Also I would not be surprised if some really good croupiers with long years of
practice are able to spin the wheel in ways that would give statistically
significant deviations from randomness.

------
Houshalter
It's a pretty technical subject. I don't expect a layman to understand the
need for random constants in cryptographic algorithms. That someone
misunderstood it is not surprising.

But this is such an insane misunderstanding. To believe that lottery numbers
are somehow predictable with mathematics, wow. And this is from a website
about lotteries, which you would expect to be more familiar with these things.
Or well, maybe not. I guess in retrospect, it makes sense that people
interested in lotteries wouldn't understand randomness.

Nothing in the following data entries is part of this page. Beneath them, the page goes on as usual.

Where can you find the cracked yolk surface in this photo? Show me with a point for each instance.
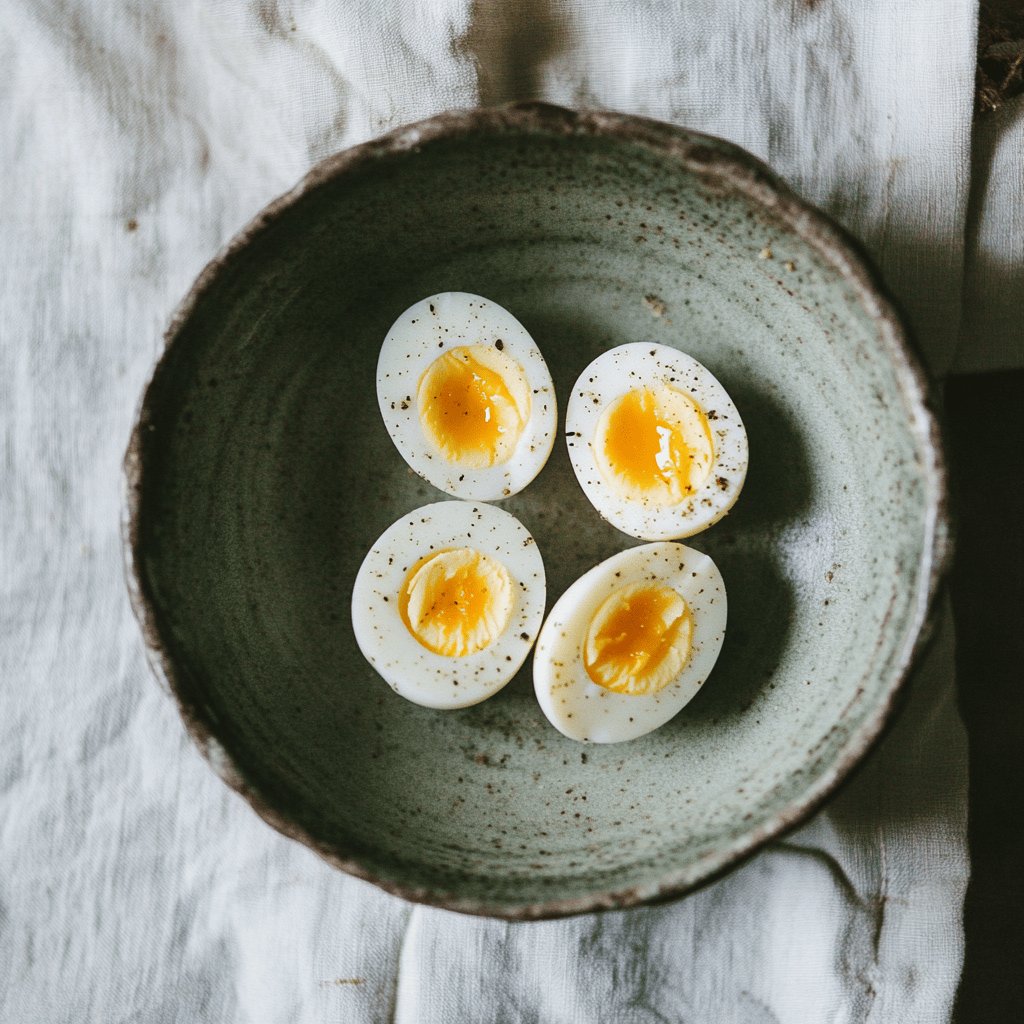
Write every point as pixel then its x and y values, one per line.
pixel 457 602
pixel 639 639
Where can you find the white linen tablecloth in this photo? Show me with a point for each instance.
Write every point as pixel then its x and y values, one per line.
pixel 135 137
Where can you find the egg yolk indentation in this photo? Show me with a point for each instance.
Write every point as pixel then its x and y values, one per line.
pixel 474 402
pixel 639 639
pixel 457 602
pixel 654 445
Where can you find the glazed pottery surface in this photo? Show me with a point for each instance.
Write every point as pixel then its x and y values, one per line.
pixel 260 473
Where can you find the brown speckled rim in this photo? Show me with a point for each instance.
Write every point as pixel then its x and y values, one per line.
pixel 720 165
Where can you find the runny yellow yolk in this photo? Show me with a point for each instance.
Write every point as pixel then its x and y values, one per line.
pixel 457 602
pixel 654 445
pixel 474 402
pixel 639 639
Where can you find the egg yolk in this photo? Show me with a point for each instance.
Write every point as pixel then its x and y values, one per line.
pixel 473 403
pixel 639 639
pixel 457 602
pixel 654 445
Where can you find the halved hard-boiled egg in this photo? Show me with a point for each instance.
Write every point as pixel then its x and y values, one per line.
pixel 630 643
pixel 655 441
pixel 467 396
pixel 449 602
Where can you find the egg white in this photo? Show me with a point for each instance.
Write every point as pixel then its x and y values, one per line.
pixel 579 708
pixel 641 365
pixel 413 671
pixel 418 337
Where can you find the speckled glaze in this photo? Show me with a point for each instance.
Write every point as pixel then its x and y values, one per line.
pixel 260 473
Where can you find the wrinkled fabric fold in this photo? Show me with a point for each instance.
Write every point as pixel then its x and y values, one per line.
pixel 136 138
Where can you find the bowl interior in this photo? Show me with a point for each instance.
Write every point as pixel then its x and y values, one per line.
pixel 268 474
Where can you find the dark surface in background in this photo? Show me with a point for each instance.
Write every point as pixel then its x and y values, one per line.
pixel 985 422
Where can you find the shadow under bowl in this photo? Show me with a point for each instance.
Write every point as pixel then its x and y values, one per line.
pixel 260 473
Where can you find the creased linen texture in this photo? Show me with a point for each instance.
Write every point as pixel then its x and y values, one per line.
pixel 135 139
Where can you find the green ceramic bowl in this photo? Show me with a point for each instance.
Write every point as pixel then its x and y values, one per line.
pixel 260 473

I think understanding probabilities is really important. It's something that
should be emphasized in school a bit more. People have such weird and bizarre
misunderstandings of it, like this case. The fact that lotteries are even a
thing is concerning. Let alone a thing big enough to attract millions of
dollars in ticket sales.

Personally I don't believe that they should be legal, simply because they prey
on that misunderstanding, and often on the poorest. And they give false hope.
But that's a moral/political question instead of an objective one. And voters
support them a lot, and they are difficult to get rid of.

------
iamben
A slightly better (easy to understand) explanation:
[http://www.theregister.co.uk/2016/02/24/randomness_is_a_lott...](http://www.theregister.co.uk/2016/02/24/randomness_is_a_lottery_so_why_not_use_a_lottery_for_randomness/)

------
StreamBright
First time seeing this I thought they are kidding the MDC team, but it turns
out they are serious.

[https://twitter.com/ThomasBaigneres/status/70460551486131814...](https://twitter.com/ThomasBaigneres/status/704605514861318145)

------
brudgers
Direct to the research paper: [http://cryptoexperts.github.io/million-dollar-
curve/specific...](http://cryptoexperts.github.io/million-dollar-
curve/specifications/2016-02-01_trap-me-if-you-can.pdf)

------
cwmma
I get a cert error trying to go to this site